Если посмотреть на аннексию Западной Украины Советским Союзом сквозь призму истории культуры 1930-х годов, мы увидим две доминирующие идеологические тенденции колониального толка.

Первая – отказ сталинских историков от марксистской классовой теории, реабилитация нации как субъекта истории и формирование старшинства русского «брата» в «семье» советских народностей. Вместе с этим советская культурная политика 1930-х стремительно централизуется и русифицируется.

Вторая тенденция – постепенная милитаризация советской культурной риторики, которая проявляется как в вопросах внутренней политики («Большой террор»), так и культуры («оборонное кино»).

Как обстояла ситуация с кино в Украине? После ликвидации автономного в своей политике Всеукраинского кинофотоуправления в конце 1930 года Киевская и Одесская киностудии начинают напрямую подчиняться Москве. Находящаяся в аренде в ВУФКУ Ялтинская киностудия переходит на баланс «Востокфильма» даже ещё раньше – после сентябрьского землетрясения в 1927 году. После своего расцвета в конце 1920-х вместе с централизацией советского кинопроизводства украинские киностудии всё больше обретают характер региональных и второсортных по репертуару.

Большое количество работников украинской кинематографии становятся жертвами сталинского террора 1930-х. На их место в Украину ссылают снимать столичных штрафников – Роома, Экка, Пырьева. Из репертуара полностью исчезают украинские сюжеты. Язык фильмов становится русским. Александру Довженко приходится ходатайствовать перед первым секретарём республики Никитой Хрущёвым о разрешении снимать на Киевской киностудии на украинском языке.

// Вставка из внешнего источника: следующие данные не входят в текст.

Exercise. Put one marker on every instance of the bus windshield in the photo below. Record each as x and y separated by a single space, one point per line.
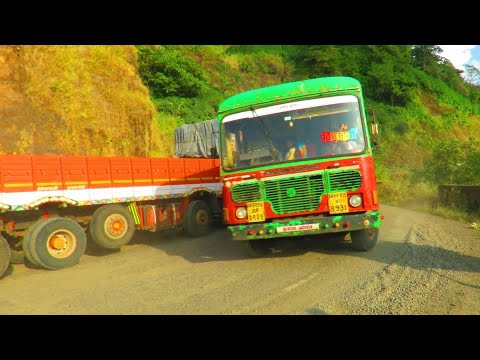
316 128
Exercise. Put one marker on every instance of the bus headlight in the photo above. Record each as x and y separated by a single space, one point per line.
355 200
241 213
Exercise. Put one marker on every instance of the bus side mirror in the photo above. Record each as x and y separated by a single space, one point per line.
213 152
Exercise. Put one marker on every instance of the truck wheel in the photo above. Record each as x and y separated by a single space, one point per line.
4 255
112 226
56 243
17 256
26 243
16 252
364 240
258 248
198 219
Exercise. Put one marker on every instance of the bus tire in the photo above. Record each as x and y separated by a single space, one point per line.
365 239
198 219
57 243
4 255
112 226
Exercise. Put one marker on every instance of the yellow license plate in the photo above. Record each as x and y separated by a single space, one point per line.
255 211
337 203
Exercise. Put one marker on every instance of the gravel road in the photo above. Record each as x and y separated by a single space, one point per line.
422 264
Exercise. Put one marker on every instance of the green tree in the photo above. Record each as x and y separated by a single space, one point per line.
167 73
472 74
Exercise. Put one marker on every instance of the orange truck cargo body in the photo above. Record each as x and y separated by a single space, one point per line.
27 181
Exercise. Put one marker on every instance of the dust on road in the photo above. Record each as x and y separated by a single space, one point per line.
422 264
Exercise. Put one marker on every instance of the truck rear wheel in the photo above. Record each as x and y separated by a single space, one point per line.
55 243
364 240
26 243
112 226
198 219
4 255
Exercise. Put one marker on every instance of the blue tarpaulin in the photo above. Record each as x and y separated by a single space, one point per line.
196 140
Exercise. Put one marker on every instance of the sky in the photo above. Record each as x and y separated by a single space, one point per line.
462 54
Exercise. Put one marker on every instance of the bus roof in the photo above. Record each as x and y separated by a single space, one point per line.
292 90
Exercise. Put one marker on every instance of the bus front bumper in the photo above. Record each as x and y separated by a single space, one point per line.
312 225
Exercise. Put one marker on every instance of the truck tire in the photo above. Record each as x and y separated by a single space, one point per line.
198 219
112 226
4 255
56 243
364 240
258 248
17 256
26 244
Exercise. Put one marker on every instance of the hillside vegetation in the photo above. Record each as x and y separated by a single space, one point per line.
76 100
125 100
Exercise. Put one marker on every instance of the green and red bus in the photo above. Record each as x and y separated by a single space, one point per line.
296 159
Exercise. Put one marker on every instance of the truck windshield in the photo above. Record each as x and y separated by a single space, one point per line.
317 128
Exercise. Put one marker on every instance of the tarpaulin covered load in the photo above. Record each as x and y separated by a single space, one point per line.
196 140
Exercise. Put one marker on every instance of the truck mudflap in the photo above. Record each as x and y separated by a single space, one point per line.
306 226
4 255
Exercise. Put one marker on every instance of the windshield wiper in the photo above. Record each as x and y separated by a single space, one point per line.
264 129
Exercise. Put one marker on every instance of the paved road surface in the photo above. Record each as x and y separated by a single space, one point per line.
421 265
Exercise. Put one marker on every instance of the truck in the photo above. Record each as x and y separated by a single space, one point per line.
50 205
296 160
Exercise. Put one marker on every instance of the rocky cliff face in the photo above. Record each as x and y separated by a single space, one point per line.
75 100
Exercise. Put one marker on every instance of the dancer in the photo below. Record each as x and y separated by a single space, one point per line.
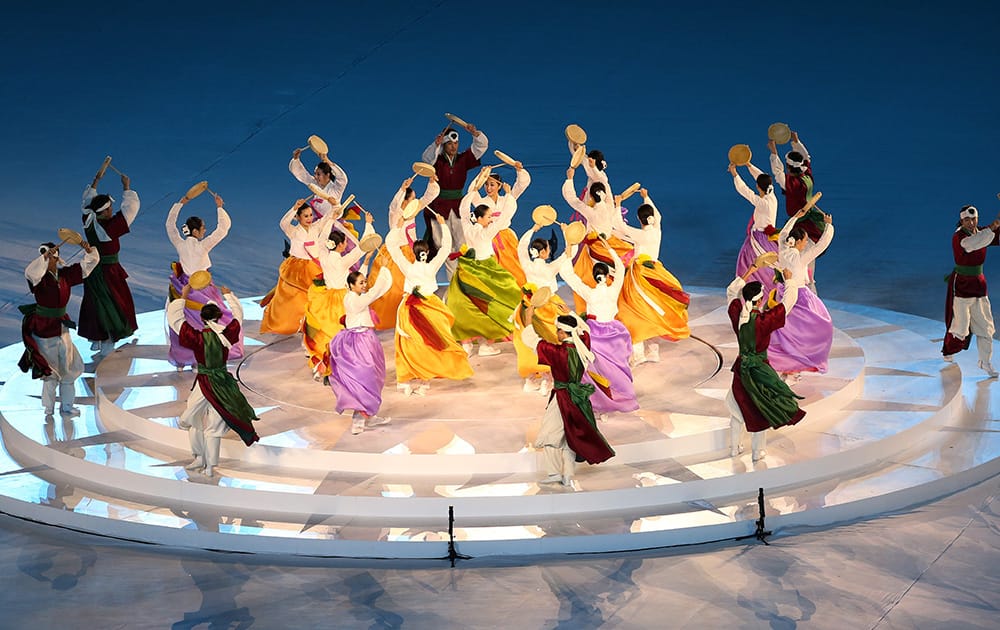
569 431
325 298
803 343
505 242
193 247
482 294
610 340
758 399
217 404
761 227
652 303
452 170
534 254
328 176
967 307
386 306
285 305
107 312
603 220
357 362
49 352
425 347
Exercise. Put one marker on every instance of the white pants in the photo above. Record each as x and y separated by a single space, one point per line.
454 225
976 316
67 366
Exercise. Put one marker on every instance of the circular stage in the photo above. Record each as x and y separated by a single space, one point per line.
888 426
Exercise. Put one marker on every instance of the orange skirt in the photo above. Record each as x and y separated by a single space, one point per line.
425 347
593 250
285 304
324 308
385 307
505 249
544 323
653 303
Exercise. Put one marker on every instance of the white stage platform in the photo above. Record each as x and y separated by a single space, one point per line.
889 426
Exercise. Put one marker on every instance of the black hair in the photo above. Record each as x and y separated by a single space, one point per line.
751 289
194 223
601 269
598 157
210 313
644 212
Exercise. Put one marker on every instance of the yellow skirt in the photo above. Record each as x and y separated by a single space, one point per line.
285 304
544 323
505 250
425 347
385 307
593 250
324 309
653 303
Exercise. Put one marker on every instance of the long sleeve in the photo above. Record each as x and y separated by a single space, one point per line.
130 205
479 145
220 231
175 237
813 250
778 170
175 314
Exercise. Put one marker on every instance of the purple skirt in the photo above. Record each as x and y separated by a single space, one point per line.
612 347
178 355
755 244
357 370
803 343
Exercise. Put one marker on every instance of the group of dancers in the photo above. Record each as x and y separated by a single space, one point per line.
338 286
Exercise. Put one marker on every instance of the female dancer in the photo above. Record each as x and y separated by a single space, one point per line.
425 347
357 362
193 247
285 304
761 227
652 302
534 254
505 242
609 338
803 344
328 176
325 298
482 294
602 220
385 307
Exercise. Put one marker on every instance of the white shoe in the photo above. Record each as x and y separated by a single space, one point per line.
488 350
377 421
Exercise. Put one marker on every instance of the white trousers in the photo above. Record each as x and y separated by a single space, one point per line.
974 315
67 366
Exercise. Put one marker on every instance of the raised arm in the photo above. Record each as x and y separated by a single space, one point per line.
221 228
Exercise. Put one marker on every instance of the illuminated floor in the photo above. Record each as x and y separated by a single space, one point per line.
889 426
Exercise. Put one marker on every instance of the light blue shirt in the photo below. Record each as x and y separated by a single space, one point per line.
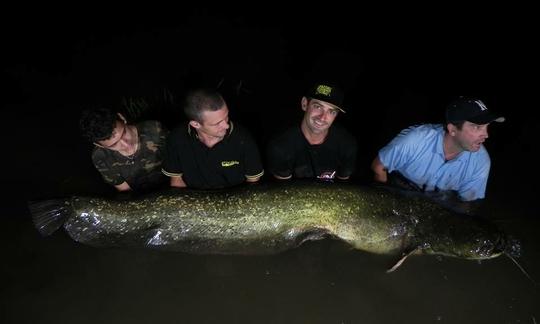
417 153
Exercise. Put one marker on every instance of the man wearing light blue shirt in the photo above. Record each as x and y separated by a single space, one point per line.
451 158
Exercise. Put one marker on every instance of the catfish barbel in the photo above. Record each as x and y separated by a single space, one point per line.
270 218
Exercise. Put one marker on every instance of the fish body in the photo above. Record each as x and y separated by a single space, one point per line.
270 218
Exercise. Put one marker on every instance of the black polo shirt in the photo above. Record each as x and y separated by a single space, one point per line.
226 164
291 154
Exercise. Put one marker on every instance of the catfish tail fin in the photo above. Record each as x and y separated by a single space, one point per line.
49 215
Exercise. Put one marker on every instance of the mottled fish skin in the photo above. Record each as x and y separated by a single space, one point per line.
270 218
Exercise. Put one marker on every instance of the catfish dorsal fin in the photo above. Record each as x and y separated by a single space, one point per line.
404 256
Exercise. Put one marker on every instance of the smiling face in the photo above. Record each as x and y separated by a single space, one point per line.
319 115
470 137
214 124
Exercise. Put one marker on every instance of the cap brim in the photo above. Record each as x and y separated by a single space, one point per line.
486 119
324 99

Самым ярким примером смены исторических интерпретаций в Украине в 1930-х становится постепенная реабилитация Богдана Хмельницкого. Как убедительно показал Сергий Екельчик, казацкий гетман, памятник которому в Киеве на Софиевской площади ещё в середине 1930-х во время массовых событий забивали досками, постепенно возвращался в культурный обиход и даже начинал интерпретироваться как символ нации.

Когда в середине 1930-х в Москве начался процесс конструирования нового патриотизма и реабилитации деятелей царского прошлого (Александра Невского, Ивана Грозного, Пушкина) и даже оперы Глинки «Жизнь за царя», в Киеве республиканские элиты всё ещё осторожничали с темами Киевской Руси и казацкого прошлого и продолжали воспринимать Хмельницкого как типичного феодала. Большая Советская Энциклопедия за 1935 год называет гетмана «предателем и первым врагом национально-освободительного движения Украины», а Переяславский акт «юридическим оформлением начала колониального господства России над Украиной».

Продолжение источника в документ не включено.